# Model Based Output Feedback Synthesis

This document summarizes the various discussions among Lucas, Pete and Russ regarding output feedback controller synthesis.

## Research Question/Goal

- Use model based techniques to synthesize output feedback controllers.
- Offer an alternative to the end-to-end deep learning approaches?
- Simple/interpretable controllers?
- Controllers with performance/stability guarantees?

# Technical Approaches

Here we list the different technical approaches we have discussed

## Optimization over output feedback policies

We would like to directly optimize an output feedback policy $\pi$, i.e.

\begin{align*}
        \min_{x(.), u(.), \pi} \ \ \ & \int_{t_0}^{t_f} g(x(t),u(t)) dt\\
        s.t. \ \ \  & \forall t, \ \ \dot{x}(t) = f(x(t),u(t)), \\
        & x(t_0) = x_0, \\
        & u = \pi(y(x))
\end{align*}

Where $y(x)$ is the renderer.

We would like to solve this optimization from many initial samples $x_{0,i}$ and simultaneously optimize the feedback policy given a particular form, for example linear feedback $u = Ky(x)$.

When we have many initial samples the objective could be replaced with

\begin{equation*}
 \min_{x(.), u(.), \pi} \sum_i \int_{t_0}^{t_f} g(x_i(t),u_i(t)) dt\\
\end{equation*}

The key is that the same control policy $u = \pi(y)$ is used for all samples.

### Technical Details

- This is really o-policy learning
- Use GPU + PyTorch to do forward simulation in "batch". i.e. forward simulate from many individual initial conditions.

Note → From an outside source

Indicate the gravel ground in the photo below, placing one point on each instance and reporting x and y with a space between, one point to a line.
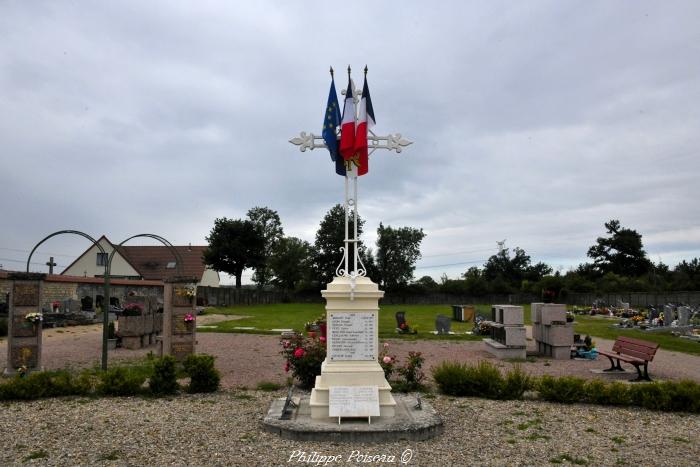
246 359
225 429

Use this batch simulation to take a gradient step.
- Is there a better way to do 


### Questions

- How does this relate to standard reinforcement learning?
- What optimization techniques should we use to tackle this problem? SNOPT, PyTorch etc.

### Examples

- Double integrator stabilization
- Pendulum swing up


## Simultaneous search for policy and verifying Lyapunov function

### Idea
Sampling based approach of LQR trees and SOS funnels.

$$\dot{x} = f(x,u)$$

$$ u = \pi_\theta(x)) $$

$$ V(x) = p.s.d. \text{by construction, but parameterized by parameters } \psi $$

$$ \dot{V} = \frac{dV}{dx} \dot{x}$$
$$ = \big[ \frac{dV}{dx}\big]^T \big[f(x,\pi_{\theta}(x) \big] $$

### Loss function

$X$ = {$x_1, x_2, ..., x_N$} many samples

$$ L(\theta) = \sum_{i} l(x_i, \theta) $$

\begin{equation}
  \mathcal{l}(x_i,\theta) =
  \begin{cases}
    \dot{V}(x_i, \theta) & \text{if $\dot{V}(x_i, \theta) > 0$} \\
    0 & \text{otherwise}
  \end{cases}
\end{equation}


### Questions

- Is enforcing that $V$ be p.s.d by construction too restrictive? i.e. can we get function approximators that are sufficiently rich without using something like a deep neural network?

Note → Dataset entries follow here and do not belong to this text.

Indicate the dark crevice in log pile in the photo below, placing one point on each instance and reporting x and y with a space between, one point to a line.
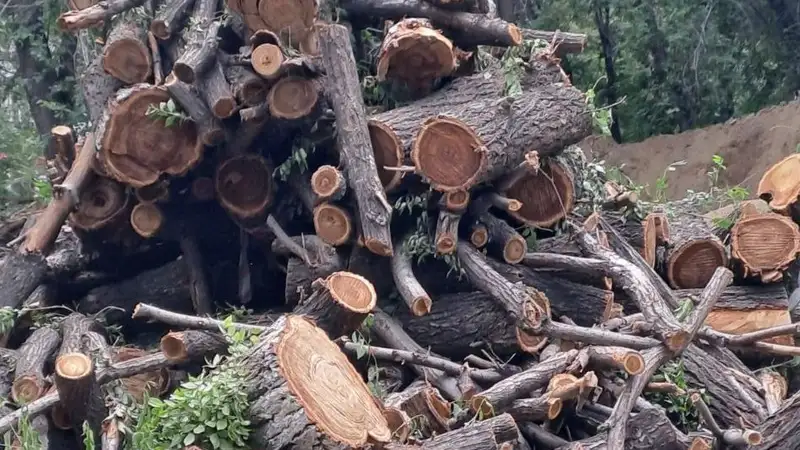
126 55
201 43
411 291
299 275
33 359
353 140
291 388
693 253
474 29
473 113
339 303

- What are the advantages/disadvantages of this method compared to the direct policy search?
    - No longer optimal control since we have no objective function. It's really about stability more than optimiality.
    - Optimizing two things simultaneously (Lyapunov function and policy), does this make the optimization harder and/or more unstable?

### Examples
- Pendulum swing up

# Related Work

- How does this compare to standard RL?
    - Sergey Levine Guided Policy Search
    - Chelsea Finn PR2 Robot w/ spatula etc.
- What are we solving that isn't solved by LQR trees?